In the 20th Century, automation took over many of the more repetitive and physically demanding business tasks, producing a “Thinking Economy,” in which humans are valued mostly based on their ability to think. This created a huge displacement in which physical workers (usually male), in such industries as farming and mining, were no longer valued as much by the society, and women achieved an unprecedented level of power and influence. In the 21st Century, another massive displacement is currently taking place, in which artificial intelligence (AI) assumes many of the thinking tasks, forcing human labor to focus more on feeling skills. This is the “Feeling Economy.” We anticipate that women will have the upper hand in the Feeling Economy, due to their naturally superior (on average) level of empathy.
The effects of AI’s proliferation on corporate reputation are increasingly profound. It affects how companies interact with customers, and how customers interact with each other. It also affects how corporate and brand reputation can be measured. Below we highlight some of the more intriguing ways in which AI will affect corporate reputation.
The Company-Customer Interface
Customer service personnel costs can add up, so companies are typically looking for ways to automate the customer service function. Routine customer functions can often be conducted online on corporate websites. This is the most primitive kind of AI. When somewhat more flexibility is required, the company can employ chatbots.
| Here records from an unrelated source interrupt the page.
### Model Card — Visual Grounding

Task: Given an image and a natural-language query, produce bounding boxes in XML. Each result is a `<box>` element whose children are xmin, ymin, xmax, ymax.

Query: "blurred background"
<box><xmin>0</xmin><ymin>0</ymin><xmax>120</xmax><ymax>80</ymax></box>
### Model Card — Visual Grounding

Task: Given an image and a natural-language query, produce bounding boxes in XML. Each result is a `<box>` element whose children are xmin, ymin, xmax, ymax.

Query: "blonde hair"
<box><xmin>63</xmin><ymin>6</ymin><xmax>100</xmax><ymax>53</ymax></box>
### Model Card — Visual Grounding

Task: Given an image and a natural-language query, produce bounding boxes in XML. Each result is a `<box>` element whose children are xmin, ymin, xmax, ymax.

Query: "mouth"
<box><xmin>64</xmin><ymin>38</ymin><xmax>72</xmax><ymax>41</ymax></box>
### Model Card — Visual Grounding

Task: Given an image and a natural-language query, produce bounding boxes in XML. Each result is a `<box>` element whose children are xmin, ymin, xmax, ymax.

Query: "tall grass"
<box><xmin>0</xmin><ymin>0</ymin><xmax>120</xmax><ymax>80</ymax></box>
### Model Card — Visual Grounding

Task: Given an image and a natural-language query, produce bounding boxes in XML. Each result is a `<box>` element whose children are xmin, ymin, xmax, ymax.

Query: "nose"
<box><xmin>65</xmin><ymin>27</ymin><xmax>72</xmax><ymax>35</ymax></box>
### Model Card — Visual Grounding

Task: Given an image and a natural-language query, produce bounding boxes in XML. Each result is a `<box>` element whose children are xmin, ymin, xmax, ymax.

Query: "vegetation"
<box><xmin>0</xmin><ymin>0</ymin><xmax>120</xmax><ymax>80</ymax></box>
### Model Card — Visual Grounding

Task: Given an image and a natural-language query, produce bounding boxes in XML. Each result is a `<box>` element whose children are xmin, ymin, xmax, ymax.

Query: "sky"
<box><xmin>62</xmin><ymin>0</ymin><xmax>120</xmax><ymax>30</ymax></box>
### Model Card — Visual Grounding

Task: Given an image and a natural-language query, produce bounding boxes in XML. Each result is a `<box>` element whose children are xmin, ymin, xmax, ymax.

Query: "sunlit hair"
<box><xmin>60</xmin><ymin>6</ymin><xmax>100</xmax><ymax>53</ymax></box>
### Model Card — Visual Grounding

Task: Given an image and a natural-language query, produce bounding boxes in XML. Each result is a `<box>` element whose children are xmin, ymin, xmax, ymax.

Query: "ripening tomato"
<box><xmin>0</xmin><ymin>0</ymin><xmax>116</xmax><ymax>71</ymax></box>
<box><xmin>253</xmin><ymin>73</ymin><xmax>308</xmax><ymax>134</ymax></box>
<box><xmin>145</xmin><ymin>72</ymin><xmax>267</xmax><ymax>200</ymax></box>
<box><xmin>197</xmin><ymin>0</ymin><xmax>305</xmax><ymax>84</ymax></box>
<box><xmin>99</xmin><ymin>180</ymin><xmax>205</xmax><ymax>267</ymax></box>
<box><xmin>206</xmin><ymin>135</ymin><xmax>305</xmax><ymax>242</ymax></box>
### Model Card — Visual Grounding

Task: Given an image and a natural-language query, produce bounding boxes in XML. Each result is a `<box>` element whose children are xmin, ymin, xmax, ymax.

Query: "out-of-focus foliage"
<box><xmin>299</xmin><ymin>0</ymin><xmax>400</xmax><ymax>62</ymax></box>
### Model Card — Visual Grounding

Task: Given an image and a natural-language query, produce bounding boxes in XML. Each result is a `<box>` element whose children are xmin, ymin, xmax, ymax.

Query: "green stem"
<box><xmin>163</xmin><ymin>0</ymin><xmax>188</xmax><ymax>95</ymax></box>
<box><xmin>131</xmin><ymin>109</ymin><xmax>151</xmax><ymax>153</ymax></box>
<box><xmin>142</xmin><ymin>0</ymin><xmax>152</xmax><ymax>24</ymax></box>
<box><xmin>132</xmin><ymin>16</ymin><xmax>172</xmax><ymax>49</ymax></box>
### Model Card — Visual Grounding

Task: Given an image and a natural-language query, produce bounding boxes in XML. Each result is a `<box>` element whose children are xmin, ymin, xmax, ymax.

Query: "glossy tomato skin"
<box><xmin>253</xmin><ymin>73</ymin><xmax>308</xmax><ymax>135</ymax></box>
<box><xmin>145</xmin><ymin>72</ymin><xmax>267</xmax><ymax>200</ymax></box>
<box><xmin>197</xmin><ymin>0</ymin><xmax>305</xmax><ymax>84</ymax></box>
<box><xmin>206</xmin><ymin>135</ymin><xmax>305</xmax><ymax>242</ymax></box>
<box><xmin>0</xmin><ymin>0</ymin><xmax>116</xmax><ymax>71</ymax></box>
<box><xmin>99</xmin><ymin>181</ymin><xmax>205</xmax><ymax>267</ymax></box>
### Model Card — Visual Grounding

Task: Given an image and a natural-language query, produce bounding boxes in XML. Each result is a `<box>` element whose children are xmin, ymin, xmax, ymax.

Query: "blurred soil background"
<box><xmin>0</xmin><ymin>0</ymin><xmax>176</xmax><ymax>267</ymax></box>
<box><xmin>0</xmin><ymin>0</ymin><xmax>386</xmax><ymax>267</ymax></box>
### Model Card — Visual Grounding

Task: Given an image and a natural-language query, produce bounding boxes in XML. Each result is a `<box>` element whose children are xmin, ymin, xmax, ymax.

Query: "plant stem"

Typically, the chatbot handles what it can, and then more difficult questions are escalated to a second level that is staffed by humans. The reputation of the company is strongly affected by the quality of the interaction.
Quite a few research questions immediately suggest themselves. For example, how do chatbots affect customers’ opinions of the company? How should AI split up the work with HI (human intelligence)? How can the firm maintain a positive relationship with its employees as it increasingly uses AI to do thinking tasks?
AI can also be used to build “adaptive personalization systems” that keep track of customer behavior over time, and continually improve the product to serve the individual customer better. Such AI uses individual customer data to improve the customer experience over time, resulting in better corporate reputation.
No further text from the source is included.